Depois de alguns segundos beirando a insanidade, os dois começaram a nadar em direção a terra mais próxima, a ilha Rasa, bem em frente ao iate clube. Não tardou para eles avistarem outros veleiros, zarpando do clube. Porém nenhum barco ouviu os chamados. Só quando já estavam próximos da ilha uma lancha resgatou os náufragos.


Denise vestia uma camiseta, blusa de lã, jardineira impermeável e um par de sapatilhas de neoprene. Juliano, apenas a jardineira e uma malha. Foi tudo o que puderam salvar.

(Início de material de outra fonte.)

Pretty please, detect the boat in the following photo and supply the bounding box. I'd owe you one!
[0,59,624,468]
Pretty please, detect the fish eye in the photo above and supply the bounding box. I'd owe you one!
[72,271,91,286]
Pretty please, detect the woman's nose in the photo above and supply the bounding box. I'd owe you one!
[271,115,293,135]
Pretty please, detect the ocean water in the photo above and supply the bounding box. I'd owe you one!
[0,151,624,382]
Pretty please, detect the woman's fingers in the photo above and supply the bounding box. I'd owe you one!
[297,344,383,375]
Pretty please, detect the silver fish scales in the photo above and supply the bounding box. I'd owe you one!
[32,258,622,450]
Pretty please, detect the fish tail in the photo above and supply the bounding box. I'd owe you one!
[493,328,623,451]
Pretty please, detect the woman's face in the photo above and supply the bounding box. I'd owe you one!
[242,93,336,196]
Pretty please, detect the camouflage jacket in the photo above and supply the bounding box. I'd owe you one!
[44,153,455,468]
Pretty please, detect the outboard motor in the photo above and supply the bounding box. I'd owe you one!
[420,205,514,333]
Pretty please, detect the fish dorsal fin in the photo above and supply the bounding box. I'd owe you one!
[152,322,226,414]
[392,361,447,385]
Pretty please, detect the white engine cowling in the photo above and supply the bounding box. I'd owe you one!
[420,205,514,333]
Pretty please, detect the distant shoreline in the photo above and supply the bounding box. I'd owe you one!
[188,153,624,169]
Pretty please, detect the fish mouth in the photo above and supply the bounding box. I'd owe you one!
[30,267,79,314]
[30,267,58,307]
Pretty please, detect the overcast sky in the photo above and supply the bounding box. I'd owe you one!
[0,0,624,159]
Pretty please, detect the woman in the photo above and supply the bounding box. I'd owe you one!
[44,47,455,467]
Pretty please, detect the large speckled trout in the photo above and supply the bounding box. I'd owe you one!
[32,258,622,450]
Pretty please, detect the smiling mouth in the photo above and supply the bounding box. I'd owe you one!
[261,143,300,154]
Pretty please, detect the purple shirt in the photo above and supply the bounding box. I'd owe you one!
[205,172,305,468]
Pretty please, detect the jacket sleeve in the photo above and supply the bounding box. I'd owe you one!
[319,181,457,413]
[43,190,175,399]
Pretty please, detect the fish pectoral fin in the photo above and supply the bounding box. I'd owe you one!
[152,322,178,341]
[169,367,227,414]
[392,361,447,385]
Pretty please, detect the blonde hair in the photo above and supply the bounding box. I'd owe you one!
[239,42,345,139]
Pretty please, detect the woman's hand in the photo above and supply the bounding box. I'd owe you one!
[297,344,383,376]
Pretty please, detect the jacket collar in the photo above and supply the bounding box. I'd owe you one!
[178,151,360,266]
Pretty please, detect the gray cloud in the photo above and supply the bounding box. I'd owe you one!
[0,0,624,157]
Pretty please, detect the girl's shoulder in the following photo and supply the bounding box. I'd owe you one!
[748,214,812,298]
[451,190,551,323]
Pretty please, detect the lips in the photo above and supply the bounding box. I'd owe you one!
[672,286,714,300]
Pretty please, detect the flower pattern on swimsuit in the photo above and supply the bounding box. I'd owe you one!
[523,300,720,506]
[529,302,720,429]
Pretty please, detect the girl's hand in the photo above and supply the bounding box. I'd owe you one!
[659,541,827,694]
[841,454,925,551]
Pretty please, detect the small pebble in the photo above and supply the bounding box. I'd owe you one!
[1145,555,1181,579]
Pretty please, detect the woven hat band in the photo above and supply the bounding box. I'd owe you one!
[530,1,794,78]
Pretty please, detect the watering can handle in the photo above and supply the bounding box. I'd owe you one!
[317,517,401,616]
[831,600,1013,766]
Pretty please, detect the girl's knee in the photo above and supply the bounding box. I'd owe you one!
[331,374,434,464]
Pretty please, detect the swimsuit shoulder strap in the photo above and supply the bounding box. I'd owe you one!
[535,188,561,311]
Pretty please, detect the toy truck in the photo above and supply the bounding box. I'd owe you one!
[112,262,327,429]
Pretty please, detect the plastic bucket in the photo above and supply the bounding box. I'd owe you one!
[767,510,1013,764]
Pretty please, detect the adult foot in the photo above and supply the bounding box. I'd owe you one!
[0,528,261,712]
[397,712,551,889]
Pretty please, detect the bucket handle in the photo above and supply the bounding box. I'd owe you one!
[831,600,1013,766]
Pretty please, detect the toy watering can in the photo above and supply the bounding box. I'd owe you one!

Todo o resto afundou com o Conquista.


No mesmo dia, depois de um banho quente na casa de um amigo, o casal voltou para o iate clube para tentar resgatar o barco com a ajuda dos bombeiros. Mas, como o mar estava agitado, tiveram de suspender as buscas. Na manhã seguinte, vasculhando a praia de Camburi, encontraram por toda a orla destroços do barco, utensílios de cozinha e objetos pessoais espalhados pela praia. Foi triste ver pedaços dos sonhos dos dois sendo trazidos pela maré, como se fossem lixo.

Os dias seguintes ao acidente tiveram tempo ruim, o que inviabilizou a busca pelo casco do barco. Quando, enfim, o mar acalmou, o casal retomou o trabalho. Seria possível o Conquista estar ainda intacto debaixo d’água?


Um veleiro do Iate clube de Vitória confirmou que não, ao passar perto do local do naufrágio, no dia 29 de agosto, quinze dias depois do acidente. A tripulação viu uma bóia, que parecia presa ao fundo. Uma equipe de mergulhadores constatou que ali estavam as ferragens e o convés do Conquista. O casco e o motor nunca foram encontrados.


Hoje, passados alguns meses do acidente, Juliano admite que cometeu dois erros. Primeiro, não conhecia as peculiaridades do local: a baía do Espírito Santo tem um lajeado que praticamente atravessa o fundo de um lado ao outro, elevando seu relevo de menos de 10 m para até 3,5 m na maré baixa. Com ondas vindas do sul, esse cordão de pedras provoca arrebentações na maré baixa. E foi justamente o que aconteceu no dia do naufrágio do Conquista.

O segundo erro foi o excesso de confiança, que os levou a velejar com a gaiúta principal aberta. “Como o vento não soprava forte e o céu estava claro, relaxei na segurança”, lamenta Juliano. “Se o barco estivesse todo fechado, teríamos capotado, perdido o mastro, mas o Conquista não teria afundado.”


Mesmo com essa importante perda, Juliano e Denise não desistiram do Projeto Água
Viva, agora rebatizado Projeto Reconquista, uma homenagem ao veleiro perdido.


Agora, eles estão procurando um barco menor para seguir viagem. “Desta história, uma coisa boa podemos tirar: fizemos grandes amigos pelo Brasil. Não vamos desistir só por causa do que aconteceu”, garante Denise.


Revista Náutica, nº 195. Sáo Paulo, Grupo Um Editora, 2004.